A significant part of that change was to make mRenderRoot into an Maybe. Essentially, in some situations a WRBP may exist and even have display lists associated with it, but not actually know what document it's associated with yet. (I need to remind myself exactly why this happens, but for now we will take it for granted). If this happens, it doesn't know what WebrenderAPI it's supposed to be talking to. In such a case it defers any work it needs to do to the Root WRBP, who possibly buffers it up until It Is Known. Note that some things are ultimately "API agnostic", and for those things the Root WRBP can just do it right away. Also note: a WRBP's Api starts as Nothing, and once it becomes Some it never changes back.
These comments describe this situation a bit: https://searchfox.org/mozilla-central/source/gfx/layers/wr/WebRenderBridgeParent.h#517
So, our crash: there are several places in the code where we call
Api(renderRoot) to resolve our WebrenderAPI. For non-root WRBP's, the argument is ignored and this just resolves mRenderRoot. So if we call Api and mRenderRoot is still Nothing, then we crash. Specifically, we crash on the second line of WRBP::ProcessWebRenderParentCommands where we grab our Api to stuff it in an AutoTransactionSender.
Why is ProcessWebRenderParentCommands being called? I wasn't able to verify this, but our hunch is that our child is executing EndClearCachedResources. This theory is supported by the fact that all of the commands that I saw when I caught the crash were ReleaseTextureOfImage. So a content process is getting convinced that the parent has some images, tries to tell it to clear them, and then we blow up trying to grab our non-existent API.

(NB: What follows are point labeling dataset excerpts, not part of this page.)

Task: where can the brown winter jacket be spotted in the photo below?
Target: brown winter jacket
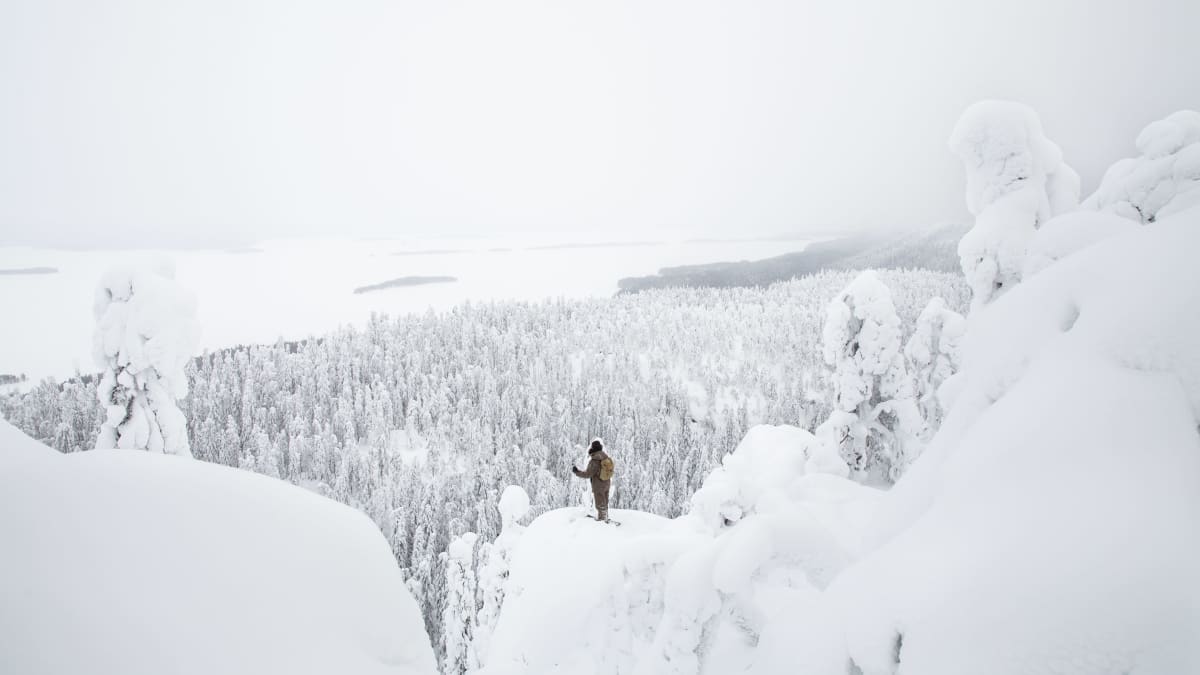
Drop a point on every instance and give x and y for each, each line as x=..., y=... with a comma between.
x=593, y=472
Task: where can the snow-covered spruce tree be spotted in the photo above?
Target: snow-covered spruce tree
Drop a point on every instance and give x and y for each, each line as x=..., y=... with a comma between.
x=1163, y=179
x=493, y=569
x=1015, y=181
x=933, y=353
x=145, y=332
x=459, y=616
x=875, y=422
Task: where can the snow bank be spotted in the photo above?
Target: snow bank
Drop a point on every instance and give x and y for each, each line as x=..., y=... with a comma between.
x=658, y=596
x=121, y=562
x=755, y=477
x=1069, y=233
x=581, y=595
x=1051, y=524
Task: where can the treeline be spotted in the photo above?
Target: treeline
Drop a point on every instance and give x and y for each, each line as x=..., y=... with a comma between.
x=421, y=420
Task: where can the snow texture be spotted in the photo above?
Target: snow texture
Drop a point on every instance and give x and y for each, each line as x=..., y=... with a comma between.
x=1069, y=233
x=1049, y=529
x=514, y=505
x=1051, y=524
x=145, y=332
x=141, y=563
x=1015, y=181
x=1163, y=179
x=933, y=353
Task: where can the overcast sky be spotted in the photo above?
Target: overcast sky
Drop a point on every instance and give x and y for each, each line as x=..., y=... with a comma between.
x=222, y=120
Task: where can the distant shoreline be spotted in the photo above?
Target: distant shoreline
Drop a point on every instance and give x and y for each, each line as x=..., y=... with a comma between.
x=28, y=270
x=403, y=282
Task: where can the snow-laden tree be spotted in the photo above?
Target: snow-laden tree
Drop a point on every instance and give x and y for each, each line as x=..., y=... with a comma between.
x=933, y=353
x=1164, y=178
x=1015, y=181
x=459, y=616
x=145, y=332
x=493, y=568
x=875, y=420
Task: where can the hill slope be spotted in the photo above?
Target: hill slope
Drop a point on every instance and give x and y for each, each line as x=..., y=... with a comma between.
x=934, y=249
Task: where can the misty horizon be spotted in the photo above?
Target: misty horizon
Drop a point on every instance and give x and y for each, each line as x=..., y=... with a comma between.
x=190, y=124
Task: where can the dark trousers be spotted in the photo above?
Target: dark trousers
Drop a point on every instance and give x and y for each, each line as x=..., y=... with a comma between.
x=601, y=499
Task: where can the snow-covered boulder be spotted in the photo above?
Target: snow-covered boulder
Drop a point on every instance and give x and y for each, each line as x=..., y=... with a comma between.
x=1051, y=526
x=145, y=563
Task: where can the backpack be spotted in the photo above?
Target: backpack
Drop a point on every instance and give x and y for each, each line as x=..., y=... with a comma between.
x=606, y=467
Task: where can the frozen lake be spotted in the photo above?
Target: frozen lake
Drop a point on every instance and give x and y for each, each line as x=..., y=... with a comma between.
x=297, y=288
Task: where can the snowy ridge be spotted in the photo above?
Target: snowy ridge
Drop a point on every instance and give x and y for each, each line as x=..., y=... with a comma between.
x=1050, y=526
x=136, y=562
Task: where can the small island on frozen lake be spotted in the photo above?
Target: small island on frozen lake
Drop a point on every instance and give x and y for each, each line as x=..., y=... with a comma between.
x=401, y=281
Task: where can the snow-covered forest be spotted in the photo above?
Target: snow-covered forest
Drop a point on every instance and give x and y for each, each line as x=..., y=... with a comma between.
x=421, y=422
x=333, y=342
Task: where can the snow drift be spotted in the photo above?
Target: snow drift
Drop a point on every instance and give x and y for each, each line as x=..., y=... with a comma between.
x=126, y=562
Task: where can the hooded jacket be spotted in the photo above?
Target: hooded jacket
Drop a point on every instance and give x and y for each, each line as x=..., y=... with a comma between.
x=593, y=472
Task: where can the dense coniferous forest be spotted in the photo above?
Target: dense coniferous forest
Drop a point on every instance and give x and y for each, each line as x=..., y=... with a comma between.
x=420, y=422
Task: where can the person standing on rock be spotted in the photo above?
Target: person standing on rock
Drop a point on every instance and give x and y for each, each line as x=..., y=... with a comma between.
x=599, y=471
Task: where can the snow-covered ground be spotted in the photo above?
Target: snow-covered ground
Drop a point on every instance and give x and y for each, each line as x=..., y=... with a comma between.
x=1049, y=529
x=297, y=288
x=130, y=562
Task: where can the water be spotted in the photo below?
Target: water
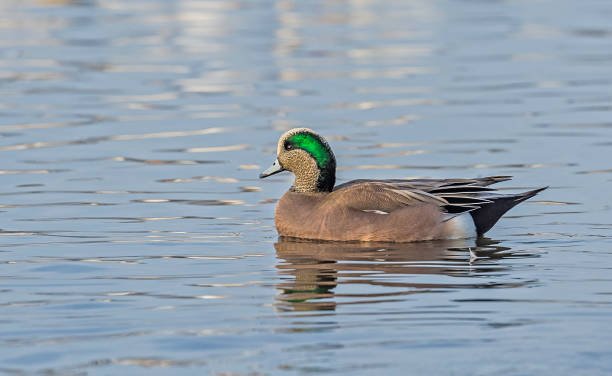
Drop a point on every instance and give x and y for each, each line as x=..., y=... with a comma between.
x=136, y=238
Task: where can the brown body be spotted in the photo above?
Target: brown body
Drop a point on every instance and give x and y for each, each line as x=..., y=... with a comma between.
x=322, y=216
x=397, y=210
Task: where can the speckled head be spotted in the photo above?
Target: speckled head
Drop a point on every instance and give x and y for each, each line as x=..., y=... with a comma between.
x=306, y=154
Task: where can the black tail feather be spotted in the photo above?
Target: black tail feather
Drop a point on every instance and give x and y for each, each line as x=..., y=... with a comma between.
x=487, y=215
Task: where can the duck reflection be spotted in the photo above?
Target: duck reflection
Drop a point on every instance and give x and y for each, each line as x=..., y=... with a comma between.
x=311, y=271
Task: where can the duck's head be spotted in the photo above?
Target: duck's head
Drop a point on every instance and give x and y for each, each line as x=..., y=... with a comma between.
x=306, y=154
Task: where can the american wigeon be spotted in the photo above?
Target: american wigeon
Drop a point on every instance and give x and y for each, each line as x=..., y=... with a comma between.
x=396, y=210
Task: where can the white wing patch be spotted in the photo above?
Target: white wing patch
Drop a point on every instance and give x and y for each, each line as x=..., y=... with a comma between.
x=462, y=226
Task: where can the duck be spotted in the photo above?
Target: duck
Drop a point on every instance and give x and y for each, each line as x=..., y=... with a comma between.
x=371, y=210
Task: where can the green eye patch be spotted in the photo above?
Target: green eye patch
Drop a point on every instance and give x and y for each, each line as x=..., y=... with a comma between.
x=312, y=145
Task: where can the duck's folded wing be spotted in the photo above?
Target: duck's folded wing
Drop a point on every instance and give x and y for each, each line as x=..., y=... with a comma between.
x=388, y=195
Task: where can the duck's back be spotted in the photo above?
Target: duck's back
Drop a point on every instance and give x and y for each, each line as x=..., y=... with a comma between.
x=395, y=210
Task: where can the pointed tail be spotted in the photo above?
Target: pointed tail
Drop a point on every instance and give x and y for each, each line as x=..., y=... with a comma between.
x=486, y=216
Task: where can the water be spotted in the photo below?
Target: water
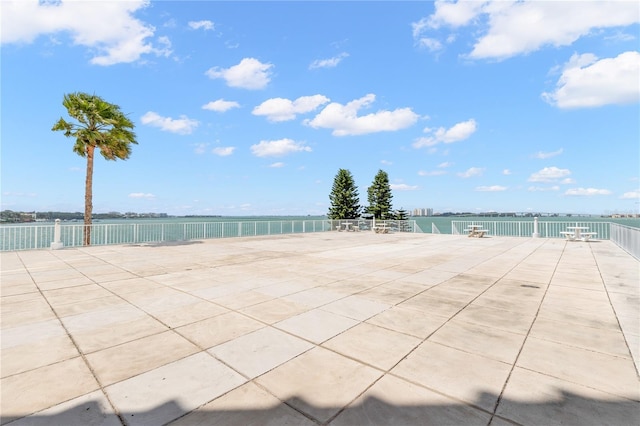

Note that WRBP::RecvClearCachedResources, which is called from WRBC::BeginClearCachedResources and is supposed to purge any display lists (scenes?) that might reference the resources we want to purge, is aware of the problem of missing renderRoots, and properly handles the situation: https://searchfox.org/mozilla-central/source/gfx/layers/wr/WebRenderBridgeParent.cpp#1867,1878-1880
So it's possible everything that's happening here is totally fine and correct, we just need to change ProcessWebRenderParentCommands to handle the missing renderRoot case like RecvClearCachedResources does.
I'll look into this on monday.
Big TODO: workout how exactly the ImageKeys we're being told to delete got created in the first place. This will probably tell me exactly how we're supposed to handle ReleaseTextureOfImage when mRenderRoot doesn't exist yet. (I expect that the root WRBP just did it for us, but I'm fuzzy on the whole image pipeline.)